The budget-crunched DOE could save millions of dollars by helping teachers who are currently in the Absent Teacher Reserve find permanent positions instead of hiring new teachers to fill open slots, UFT President Randi Weingarten argued yesterday afternoon at a press conference to launch the union’s “Let Us Teach” campaign.

Two teachers flank UFT President Randi Weingarten at yesterday's press conference

The campaign is a response to the growing number of teachers without assignments — there are more than 1,400 — and a sustained attack on those teachers by The New Teacher Project, an organization the DOE has hired to recruit, screen, and place new teachers in the city’s schools.

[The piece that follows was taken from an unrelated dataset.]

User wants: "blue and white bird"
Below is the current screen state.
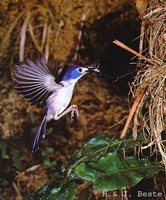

Joining Weingarten were eight ATRs — for the most part, teachers who were excessed when their positions were eliminated because their schools closed or were downsized — who say they have tried desperately to land a regular teaching position without success.

“All I want to do is teach,” said one teacher who lost her job last year when the school for pregnant and parenting teens where she taught was closed. Contradicting the chancellor’s claim that many teachers in the reserve choose not to look for work, the teachers at the press conference all said they had applied for dozens of jobs, both through the DOE’s centralized hiring system and outside of it, and had rarely even been offered an interview.

Instead of helping teachers whose positions were eliminated find new jobs, the DOE has created financial disincentives for principals to hire experienced teachers, who command higher salaries, and incentives to keep use ATRs as staff as long as possible, because the DOE picks up a portion of their salaries, Weingarten said.

As a result, she said, more than a thousand experienced teachers are spending their school days as substitutes and hall monitors. Their positions are not secure and they can be moved from school to school and open position to open position at any time, destabilizing schools and demoralizing teachers.

Margaret Bianculli, an excessed teacher who works at Beach Channel High School in Queens, said students and other teachers think about her, “Why were you taken out of your classroom? You must have done something wrong.”

Gregory Hinckson, also working as an ATR at Beach Channel, where he taught math for six years, said students who had hoped to have him as a teacher this year have asked him why he no longer has his own classroom. “The kids are the ones suffering greatly because of this,” he said.